Joint CustodyThis Parenting after Separation seminar is one of many free seminars and
services offered by Family Justice Services, a division of the Department of Justice Canada, and in coordination with the Alberta Courts.  The purpose of this seminar is to give parents who are separated or seeking a divorce the knowledge and tools they will require to better serve their children’s health, social and emotional needs.

Why is the Government Providing this Free Course?

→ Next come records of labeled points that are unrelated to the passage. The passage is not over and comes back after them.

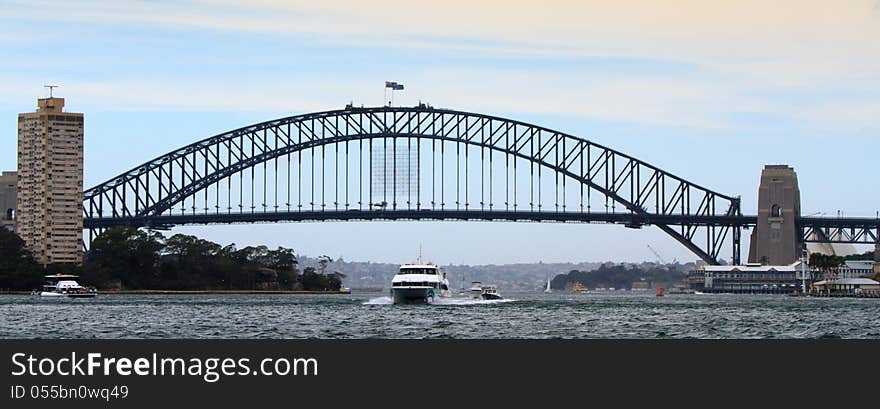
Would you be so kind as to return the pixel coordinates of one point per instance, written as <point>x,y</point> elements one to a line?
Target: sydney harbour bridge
<point>425,163</point>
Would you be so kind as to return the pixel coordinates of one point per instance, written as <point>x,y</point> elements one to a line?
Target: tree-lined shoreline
<point>126,259</point>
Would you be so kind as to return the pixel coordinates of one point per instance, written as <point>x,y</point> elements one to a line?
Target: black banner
<point>336,373</point>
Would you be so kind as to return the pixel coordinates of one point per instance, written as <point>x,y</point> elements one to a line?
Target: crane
<point>656,254</point>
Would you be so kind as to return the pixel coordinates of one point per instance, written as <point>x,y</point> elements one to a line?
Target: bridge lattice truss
<point>410,163</point>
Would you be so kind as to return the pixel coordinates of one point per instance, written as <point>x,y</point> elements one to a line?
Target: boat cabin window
<point>418,271</point>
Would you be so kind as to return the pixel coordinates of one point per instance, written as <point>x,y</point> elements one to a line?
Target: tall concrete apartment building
<point>8,182</point>
<point>48,214</point>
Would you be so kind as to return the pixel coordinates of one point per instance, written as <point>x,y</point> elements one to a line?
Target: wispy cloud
<point>749,54</point>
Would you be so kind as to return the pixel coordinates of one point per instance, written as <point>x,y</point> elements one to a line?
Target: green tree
<point>18,269</point>
<point>124,257</point>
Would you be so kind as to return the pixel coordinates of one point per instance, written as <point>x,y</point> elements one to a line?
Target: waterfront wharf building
<point>752,278</point>
<point>8,182</point>
<point>48,215</point>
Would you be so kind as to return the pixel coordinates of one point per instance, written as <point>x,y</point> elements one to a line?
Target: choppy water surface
<point>370,315</point>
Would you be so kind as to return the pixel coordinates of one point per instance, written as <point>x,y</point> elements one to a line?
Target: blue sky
<point>708,92</point>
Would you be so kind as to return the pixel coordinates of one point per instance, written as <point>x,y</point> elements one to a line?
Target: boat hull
<point>52,294</point>
<point>414,295</point>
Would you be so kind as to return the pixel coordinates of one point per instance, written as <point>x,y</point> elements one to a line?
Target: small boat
<point>419,283</point>
<point>489,292</point>
<point>476,289</point>
<point>64,285</point>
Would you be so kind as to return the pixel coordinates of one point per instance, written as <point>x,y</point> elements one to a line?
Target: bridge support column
<point>776,239</point>
<point>877,258</point>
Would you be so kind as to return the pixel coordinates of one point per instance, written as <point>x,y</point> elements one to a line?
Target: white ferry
<point>476,290</point>
<point>490,292</point>
<point>64,285</point>
<point>419,283</point>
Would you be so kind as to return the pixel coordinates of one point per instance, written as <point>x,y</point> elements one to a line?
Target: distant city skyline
<point>709,92</point>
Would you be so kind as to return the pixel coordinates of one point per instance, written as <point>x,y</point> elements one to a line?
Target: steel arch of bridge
<point>699,218</point>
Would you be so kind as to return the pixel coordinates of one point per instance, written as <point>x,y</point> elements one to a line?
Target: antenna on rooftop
<point>51,87</point>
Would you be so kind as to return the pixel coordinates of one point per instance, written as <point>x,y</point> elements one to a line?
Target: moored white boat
<point>490,292</point>
<point>64,285</point>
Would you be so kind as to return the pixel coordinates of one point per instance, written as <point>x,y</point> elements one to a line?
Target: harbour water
<point>371,315</point>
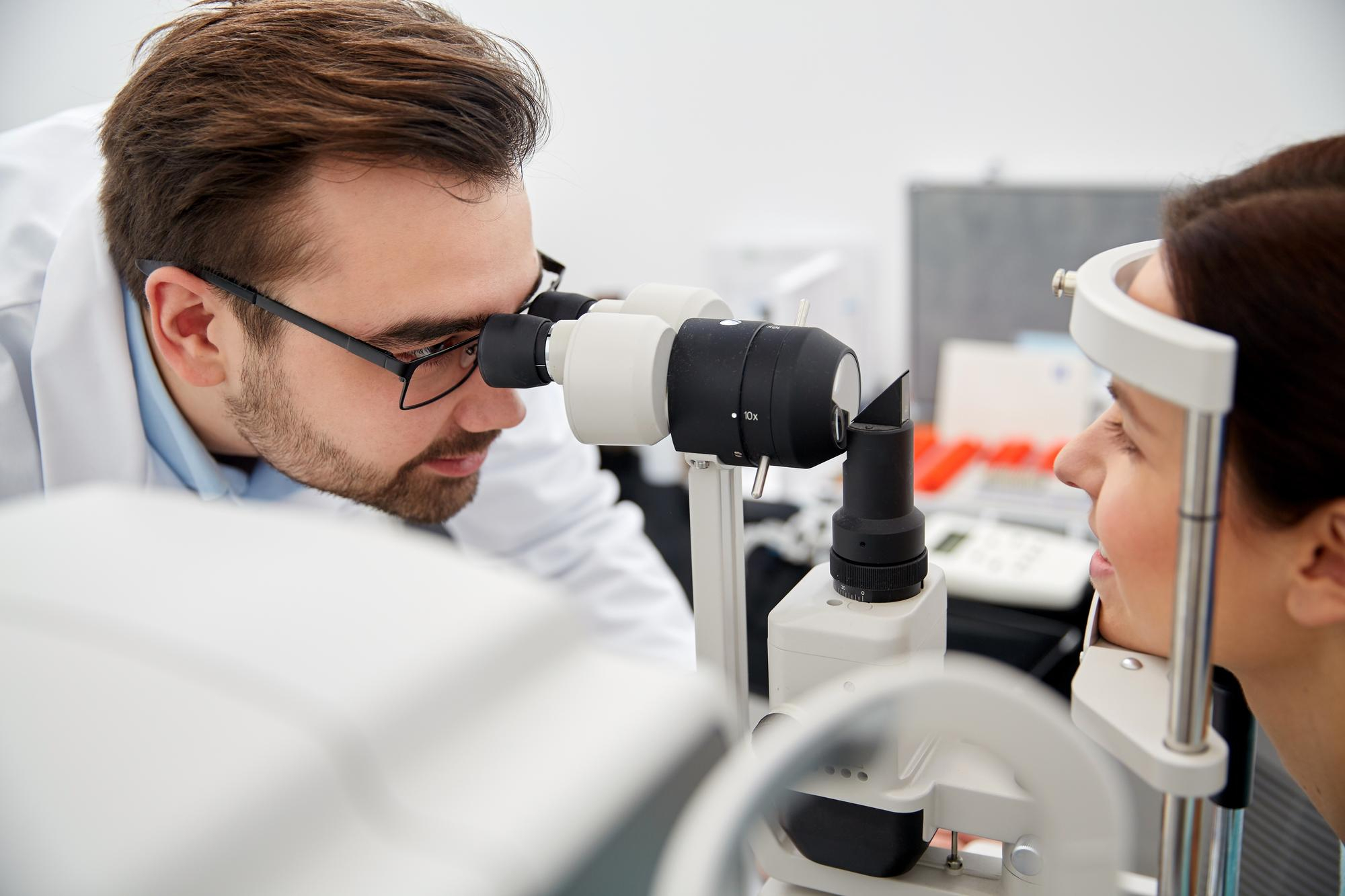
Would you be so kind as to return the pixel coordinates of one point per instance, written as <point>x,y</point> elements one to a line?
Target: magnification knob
<point>1063,283</point>
<point>1026,856</point>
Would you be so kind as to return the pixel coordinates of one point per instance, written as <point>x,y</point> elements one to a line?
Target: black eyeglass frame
<point>373,354</point>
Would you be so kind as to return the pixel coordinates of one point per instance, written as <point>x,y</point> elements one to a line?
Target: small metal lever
<point>759,483</point>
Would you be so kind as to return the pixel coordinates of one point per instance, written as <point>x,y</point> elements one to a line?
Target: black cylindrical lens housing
<point>878,537</point>
<point>747,389</point>
<point>560,306</point>
<point>512,352</point>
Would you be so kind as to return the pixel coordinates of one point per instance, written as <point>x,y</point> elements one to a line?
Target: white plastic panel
<point>1126,712</point>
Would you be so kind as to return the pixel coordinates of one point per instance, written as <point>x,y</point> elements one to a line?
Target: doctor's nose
<point>485,408</point>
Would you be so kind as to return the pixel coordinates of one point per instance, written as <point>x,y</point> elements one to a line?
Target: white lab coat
<point>69,409</point>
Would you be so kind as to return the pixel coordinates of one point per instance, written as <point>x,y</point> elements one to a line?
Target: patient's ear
<point>182,310</point>
<point>1317,588</point>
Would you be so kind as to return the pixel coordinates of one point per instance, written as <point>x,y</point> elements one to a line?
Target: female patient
<point>1260,256</point>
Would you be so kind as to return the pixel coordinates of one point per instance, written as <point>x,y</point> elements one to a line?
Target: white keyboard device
<point>1007,564</point>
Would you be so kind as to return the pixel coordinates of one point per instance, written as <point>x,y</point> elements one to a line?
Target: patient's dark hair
<point>1261,256</point>
<point>210,140</point>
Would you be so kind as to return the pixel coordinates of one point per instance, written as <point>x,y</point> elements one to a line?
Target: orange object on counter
<point>1048,459</point>
<point>1011,454</point>
<point>949,466</point>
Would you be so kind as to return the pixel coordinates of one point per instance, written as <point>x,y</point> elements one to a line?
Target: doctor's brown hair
<point>1261,256</point>
<point>212,139</point>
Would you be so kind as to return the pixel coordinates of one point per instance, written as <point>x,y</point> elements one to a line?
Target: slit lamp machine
<point>364,755</point>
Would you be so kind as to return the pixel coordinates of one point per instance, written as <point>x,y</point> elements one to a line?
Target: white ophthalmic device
<point>876,739</point>
<point>319,740</point>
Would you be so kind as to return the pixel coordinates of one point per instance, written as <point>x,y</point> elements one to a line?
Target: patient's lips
<point>1101,565</point>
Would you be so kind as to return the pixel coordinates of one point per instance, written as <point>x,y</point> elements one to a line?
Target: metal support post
<point>1226,852</point>
<point>1188,716</point>
<point>719,577</point>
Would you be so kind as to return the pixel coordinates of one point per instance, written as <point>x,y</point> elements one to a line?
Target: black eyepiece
<point>560,306</point>
<point>512,352</point>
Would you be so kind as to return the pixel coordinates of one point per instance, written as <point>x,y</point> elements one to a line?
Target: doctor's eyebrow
<point>1128,404</point>
<point>419,331</point>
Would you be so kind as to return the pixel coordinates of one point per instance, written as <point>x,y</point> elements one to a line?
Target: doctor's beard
<point>267,417</point>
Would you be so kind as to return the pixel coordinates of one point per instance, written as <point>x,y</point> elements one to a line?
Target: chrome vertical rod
<point>1226,852</point>
<point>1188,706</point>
<point>1188,710</point>
<point>1179,853</point>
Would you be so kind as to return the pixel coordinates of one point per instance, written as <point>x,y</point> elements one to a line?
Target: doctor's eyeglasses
<point>427,374</point>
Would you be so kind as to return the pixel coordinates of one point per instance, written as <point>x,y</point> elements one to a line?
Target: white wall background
<point>679,123</point>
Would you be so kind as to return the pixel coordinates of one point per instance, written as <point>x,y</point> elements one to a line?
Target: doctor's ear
<point>1317,589</point>
<point>185,317</point>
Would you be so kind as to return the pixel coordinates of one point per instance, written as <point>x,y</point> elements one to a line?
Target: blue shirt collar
<point>173,438</point>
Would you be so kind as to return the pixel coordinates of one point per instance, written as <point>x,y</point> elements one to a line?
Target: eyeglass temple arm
<point>298,318</point>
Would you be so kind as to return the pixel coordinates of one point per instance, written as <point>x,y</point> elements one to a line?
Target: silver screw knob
<point>1026,857</point>
<point>1063,284</point>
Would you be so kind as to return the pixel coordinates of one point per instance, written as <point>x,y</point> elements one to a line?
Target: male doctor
<point>270,291</point>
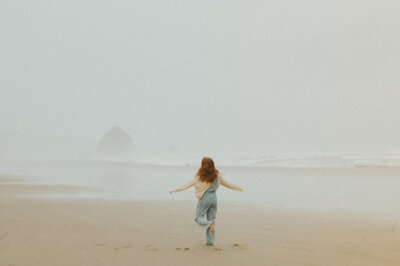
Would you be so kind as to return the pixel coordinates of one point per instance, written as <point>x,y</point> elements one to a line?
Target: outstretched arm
<point>228,185</point>
<point>188,185</point>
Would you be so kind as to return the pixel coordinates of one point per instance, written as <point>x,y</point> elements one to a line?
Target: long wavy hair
<point>207,172</point>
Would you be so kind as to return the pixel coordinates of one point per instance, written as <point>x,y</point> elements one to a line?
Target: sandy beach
<point>35,231</point>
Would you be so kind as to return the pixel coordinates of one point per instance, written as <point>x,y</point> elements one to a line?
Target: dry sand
<point>114,232</point>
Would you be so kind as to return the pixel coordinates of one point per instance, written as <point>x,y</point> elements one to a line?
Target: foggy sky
<point>259,77</point>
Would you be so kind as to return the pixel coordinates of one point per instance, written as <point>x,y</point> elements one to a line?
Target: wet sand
<point>145,232</point>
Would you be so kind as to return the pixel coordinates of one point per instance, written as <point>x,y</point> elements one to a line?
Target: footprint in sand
<point>149,247</point>
<point>181,249</point>
<point>238,246</point>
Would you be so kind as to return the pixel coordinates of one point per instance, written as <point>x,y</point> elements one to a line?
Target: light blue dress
<point>207,205</point>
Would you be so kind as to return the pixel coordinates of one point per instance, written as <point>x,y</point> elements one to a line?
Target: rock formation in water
<point>116,144</point>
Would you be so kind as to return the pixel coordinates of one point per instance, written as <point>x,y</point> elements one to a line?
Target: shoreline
<point>150,232</point>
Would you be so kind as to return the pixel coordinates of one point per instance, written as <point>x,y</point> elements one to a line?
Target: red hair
<point>207,172</point>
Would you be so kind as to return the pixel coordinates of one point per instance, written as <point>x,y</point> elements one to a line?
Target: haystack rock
<point>116,144</point>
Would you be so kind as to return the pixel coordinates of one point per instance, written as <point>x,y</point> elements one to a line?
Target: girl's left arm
<point>188,185</point>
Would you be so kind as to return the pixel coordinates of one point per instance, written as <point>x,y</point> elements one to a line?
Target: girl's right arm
<point>188,185</point>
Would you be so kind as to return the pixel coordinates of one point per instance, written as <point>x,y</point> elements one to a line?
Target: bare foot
<point>212,229</point>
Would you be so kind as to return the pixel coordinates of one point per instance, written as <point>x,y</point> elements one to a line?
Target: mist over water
<point>226,78</point>
<point>289,98</point>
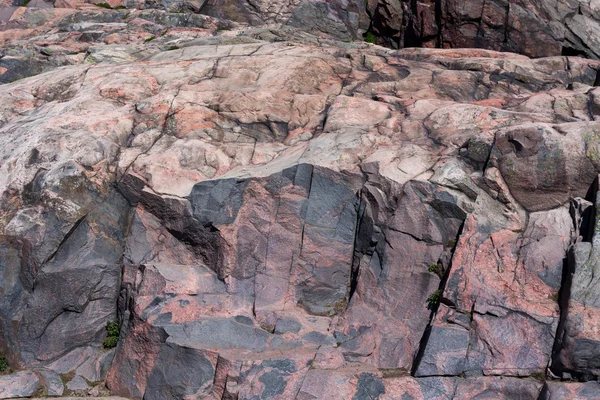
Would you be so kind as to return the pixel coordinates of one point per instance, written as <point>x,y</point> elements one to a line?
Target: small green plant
<point>112,329</point>
<point>370,38</point>
<point>434,298</point>
<point>3,363</point>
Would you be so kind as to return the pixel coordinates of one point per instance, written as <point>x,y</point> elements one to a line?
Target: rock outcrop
<point>269,207</point>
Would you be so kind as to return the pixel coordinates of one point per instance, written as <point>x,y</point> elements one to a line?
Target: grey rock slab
<point>19,384</point>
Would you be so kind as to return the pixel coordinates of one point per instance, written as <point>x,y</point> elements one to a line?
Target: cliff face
<point>271,209</point>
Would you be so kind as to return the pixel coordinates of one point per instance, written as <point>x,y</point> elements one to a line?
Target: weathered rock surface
<point>270,208</point>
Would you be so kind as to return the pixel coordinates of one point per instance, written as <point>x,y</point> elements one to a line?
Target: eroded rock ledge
<point>270,213</point>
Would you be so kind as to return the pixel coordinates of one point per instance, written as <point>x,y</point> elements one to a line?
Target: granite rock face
<point>271,208</point>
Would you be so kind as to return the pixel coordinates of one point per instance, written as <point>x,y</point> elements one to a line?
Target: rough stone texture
<point>19,384</point>
<point>272,209</point>
<point>52,382</point>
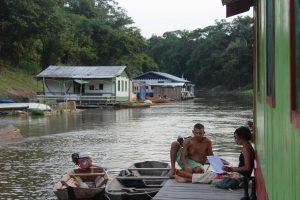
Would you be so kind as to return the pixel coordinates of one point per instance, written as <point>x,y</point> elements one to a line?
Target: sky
<point>159,16</point>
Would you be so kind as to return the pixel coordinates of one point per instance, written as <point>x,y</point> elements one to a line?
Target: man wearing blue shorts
<point>192,155</point>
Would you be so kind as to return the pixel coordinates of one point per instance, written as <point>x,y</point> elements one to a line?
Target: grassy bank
<point>18,85</point>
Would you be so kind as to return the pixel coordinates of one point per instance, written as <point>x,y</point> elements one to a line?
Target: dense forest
<point>37,33</point>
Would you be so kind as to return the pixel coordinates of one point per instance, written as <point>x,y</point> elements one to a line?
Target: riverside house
<point>159,84</point>
<point>86,85</point>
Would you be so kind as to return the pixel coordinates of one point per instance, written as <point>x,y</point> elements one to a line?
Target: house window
<point>101,86</point>
<point>122,85</point>
<point>295,61</point>
<point>270,53</point>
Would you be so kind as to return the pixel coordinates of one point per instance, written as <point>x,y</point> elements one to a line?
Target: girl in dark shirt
<point>242,137</point>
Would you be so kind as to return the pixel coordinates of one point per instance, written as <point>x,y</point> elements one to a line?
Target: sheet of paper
<point>216,164</point>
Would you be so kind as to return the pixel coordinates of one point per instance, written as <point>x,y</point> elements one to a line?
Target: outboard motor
<point>83,160</point>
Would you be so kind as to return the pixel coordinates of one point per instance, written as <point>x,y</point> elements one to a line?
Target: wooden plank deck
<point>185,191</point>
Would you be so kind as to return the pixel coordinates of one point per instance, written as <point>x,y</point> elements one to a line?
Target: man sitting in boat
<point>192,154</point>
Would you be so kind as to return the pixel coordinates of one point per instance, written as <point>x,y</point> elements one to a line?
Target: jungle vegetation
<point>37,33</point>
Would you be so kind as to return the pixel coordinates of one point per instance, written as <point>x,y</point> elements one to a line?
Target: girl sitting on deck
<point>242,137</point>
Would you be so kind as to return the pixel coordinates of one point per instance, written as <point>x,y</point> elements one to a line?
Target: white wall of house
<point>101,87</point>
<point>122,87</point>
<point>58,87</point>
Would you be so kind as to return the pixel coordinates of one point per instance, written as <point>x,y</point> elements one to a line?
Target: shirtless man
<point>192,156</point>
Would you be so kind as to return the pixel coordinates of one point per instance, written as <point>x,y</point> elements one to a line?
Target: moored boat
<point>141,181</point>
<point>81,183</point>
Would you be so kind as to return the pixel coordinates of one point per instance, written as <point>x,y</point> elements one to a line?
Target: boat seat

Studies have shown that children of parents who complete the program are much less likely to develop Parental Alienation Syndrome. As the children’s mental health is paramount, it is in their best interests that the government funds this type of program. As well, attendance in the free course will provide the following additional benefits:

  • answers frequently asked questions about custody, access and child support;
  • helps parents learn how to minimize the impact of separation and/or divorce on children; and
  • reduces the risk of conflict between the parties and before the courts on matters concerning the children.

I remember once having a friend who used to be in high conflict with the mother of his children.  He attended the seminar and learned how separated and fighting parents can negatively affect children.  He then called the mother of his children and arranged a friendly lunch to discuss the things that he learned.  It was a pivotal turning point in their co-parenting—and from that point forward, their co-parenting became very friendly.

How do I register for the course?

Previously, the seminar was only available in-class on a Saturday (full-day) or two evenings.  But now you can complete the course on-line in 3 hours!  You can visit the Alberta Government’s Website here: .  Click the “Register to Access Course”  button.

Online Parenting After Separation Seminar

Course Topics

Topics parents will learn include:

  • Relationship Building Blocks
  • How Children Can Cope with Separation and Divorce
  • Learning Your Way Around the Legal System
  • Parenting Plans That Work for Your Family
  • Important Information and resources to assist you

 Is the PAS Course Mandatory?

In the Court of Queen’s Bench of Alberta, filing a Certificate of Completion of the Parenting after Separation program is required in most cases before finalizing a divorce. In the Alberta Provincial Court, Judges often order the completion of the course before proceeding with any type of application involving children (ie. custody, access and child support).

Can I get an Exemption from the Parenting After Separation Seminar?

Yes, it is possible that you may be able to apply for and receive an exemption from attending the seminar. But, now that the seminar is available on-line, exemptions are difficult to obtain.  If you are in a battle over custody, access and child support with your spouse and you refuse to take the PAS Course, it may negatively affect the outcome of your case (ie. if you are not willing to take it, the Judge might assume you do not have the children’s bests interests at heart).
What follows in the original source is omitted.